On Friday, Cabinet decided to issue a moratorium blocking all cruise ships from entering the territory for 30 days starting the next day.

In a statement issued Friday, Mr. Fahie called the moratorium an “unfortunate but necessary measure required at this time.” Cabinet also agreed last week to limit international ports of entry to just the Beef Island airport; the Road Town and West End ferry terminals; and Port Purcell.

Postponed events

Government decided to postpone the BVI Spring Regatta, which was scheduled for March 30 to April 5, and the Virgin Gorda Easter Festival, which would have been held April 11-13.

A taskforce was created for the next six months to monitor the situation and present solutions to “remain ahead of the curve,” the premier added.

The premier asked for the support of the United Kingdom to supply a ship for the purpose of quarantining people in the event that the territory needs to do so.

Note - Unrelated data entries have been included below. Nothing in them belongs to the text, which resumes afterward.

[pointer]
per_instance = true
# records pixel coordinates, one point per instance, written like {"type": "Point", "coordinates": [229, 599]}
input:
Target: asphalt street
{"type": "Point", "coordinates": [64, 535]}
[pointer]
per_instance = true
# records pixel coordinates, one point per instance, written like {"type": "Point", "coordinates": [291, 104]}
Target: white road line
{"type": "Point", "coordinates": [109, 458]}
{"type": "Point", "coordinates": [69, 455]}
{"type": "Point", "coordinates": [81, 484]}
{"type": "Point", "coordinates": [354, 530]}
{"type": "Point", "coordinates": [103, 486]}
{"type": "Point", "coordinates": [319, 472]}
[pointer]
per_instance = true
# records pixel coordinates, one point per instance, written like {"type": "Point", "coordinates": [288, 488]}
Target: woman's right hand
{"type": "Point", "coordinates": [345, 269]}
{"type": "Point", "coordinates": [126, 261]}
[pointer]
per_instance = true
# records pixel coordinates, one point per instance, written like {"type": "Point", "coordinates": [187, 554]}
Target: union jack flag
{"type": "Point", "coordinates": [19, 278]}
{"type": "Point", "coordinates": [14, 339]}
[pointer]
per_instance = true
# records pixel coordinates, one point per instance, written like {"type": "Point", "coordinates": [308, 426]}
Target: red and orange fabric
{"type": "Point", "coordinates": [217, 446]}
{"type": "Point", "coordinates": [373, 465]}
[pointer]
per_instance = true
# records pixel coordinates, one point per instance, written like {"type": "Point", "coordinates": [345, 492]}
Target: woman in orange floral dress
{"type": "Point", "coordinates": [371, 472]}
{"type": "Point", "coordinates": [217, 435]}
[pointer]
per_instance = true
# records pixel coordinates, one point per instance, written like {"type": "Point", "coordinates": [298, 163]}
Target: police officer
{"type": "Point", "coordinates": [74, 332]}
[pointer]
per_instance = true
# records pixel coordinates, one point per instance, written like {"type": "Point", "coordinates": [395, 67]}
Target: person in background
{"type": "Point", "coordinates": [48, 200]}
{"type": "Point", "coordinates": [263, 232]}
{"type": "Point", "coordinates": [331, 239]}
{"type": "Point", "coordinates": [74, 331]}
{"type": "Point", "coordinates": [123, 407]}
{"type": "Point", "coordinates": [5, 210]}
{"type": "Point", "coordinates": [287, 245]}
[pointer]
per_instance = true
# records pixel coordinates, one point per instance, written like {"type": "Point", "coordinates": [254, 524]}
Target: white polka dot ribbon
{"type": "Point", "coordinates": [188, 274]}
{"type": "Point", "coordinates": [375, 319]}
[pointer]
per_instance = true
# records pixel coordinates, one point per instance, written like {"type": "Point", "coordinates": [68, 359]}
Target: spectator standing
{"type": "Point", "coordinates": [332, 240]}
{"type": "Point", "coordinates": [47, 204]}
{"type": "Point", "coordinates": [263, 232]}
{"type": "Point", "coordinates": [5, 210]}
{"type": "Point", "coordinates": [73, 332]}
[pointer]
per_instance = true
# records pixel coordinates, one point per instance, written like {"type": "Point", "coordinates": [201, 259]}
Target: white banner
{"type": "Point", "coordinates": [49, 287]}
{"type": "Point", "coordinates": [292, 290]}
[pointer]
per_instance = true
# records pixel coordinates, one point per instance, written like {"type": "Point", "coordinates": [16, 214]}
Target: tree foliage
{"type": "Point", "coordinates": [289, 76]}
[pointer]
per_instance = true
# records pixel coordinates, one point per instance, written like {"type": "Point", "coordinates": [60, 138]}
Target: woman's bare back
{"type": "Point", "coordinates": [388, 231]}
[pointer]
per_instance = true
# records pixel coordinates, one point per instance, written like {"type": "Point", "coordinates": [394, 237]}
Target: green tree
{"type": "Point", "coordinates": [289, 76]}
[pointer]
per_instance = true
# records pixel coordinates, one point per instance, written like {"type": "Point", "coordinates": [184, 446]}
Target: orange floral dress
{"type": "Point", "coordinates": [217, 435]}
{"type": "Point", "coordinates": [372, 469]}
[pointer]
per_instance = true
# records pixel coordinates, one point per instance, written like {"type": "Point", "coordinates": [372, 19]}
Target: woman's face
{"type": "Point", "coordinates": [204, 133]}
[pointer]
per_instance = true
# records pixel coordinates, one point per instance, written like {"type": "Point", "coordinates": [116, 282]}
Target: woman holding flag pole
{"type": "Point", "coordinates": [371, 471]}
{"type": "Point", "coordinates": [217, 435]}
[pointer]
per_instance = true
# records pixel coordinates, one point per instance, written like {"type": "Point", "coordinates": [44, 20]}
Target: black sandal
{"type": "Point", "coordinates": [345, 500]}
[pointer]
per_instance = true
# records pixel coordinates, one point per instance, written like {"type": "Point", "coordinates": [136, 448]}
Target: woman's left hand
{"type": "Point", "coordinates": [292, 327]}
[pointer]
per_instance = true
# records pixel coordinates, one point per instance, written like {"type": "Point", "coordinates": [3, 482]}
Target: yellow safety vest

He also asked for support in setting up temporary quarantine facilities on land if needed.

On Monday, Governor Gus Jaspert issued a statement about the ongoing response, citing many of the actions decided by government on Friday.

He also said special Cabinet meetings will be held daily beginning Tuesday to discuss matters relating to COVID-19. A “Unified Incident Command” team consisting of HSD Permanent Secretary Petrona Davies, Chief Medical Officer Dr. Irad Potter, and Director of Disaster Management Sharleen DaBreo-Lettsome will be established, according to the governor.

Quarantine advisory

A quarantine advisory was issued on March 11, and an update to that advisory was published on Friday. It stated that passengers and crew who have travelled to, from, or through a “special interest” country in the last 14 days will be quarantined upon arrival in the territory. These countries include China, Italy, Iran, South Korea, France, Spain, and Germany.

Anyone who has travelled to, through, or from high-risk countries or has been in close contact with a suspected or confirmed case of the virus, may be subject to quarantine for up to 14 days even if they don’t exhibit symptoms of the virus. High-risk countries listed are the US, Switzerland, United Kingdom, and Norway.

On Saturday, officials met with taxi drivers who operate tours at the cruise pier along with vendors at Tortola Pier Park and Crafts Alive to discuss the impact of the virus in the territory. Similarly, officials led a BVI Chamber of Commerce and Hotel Association meeting last Thursday night where hospitality stakeholders expressed their concerns and asked questions about the virus and preparedness.

As of yesterday, there had been 216,074 reported cases of coronavirus and 8,892 fatalities globally. The number of cases is dropping in China, where the virus originated, but continues to grow in other countries.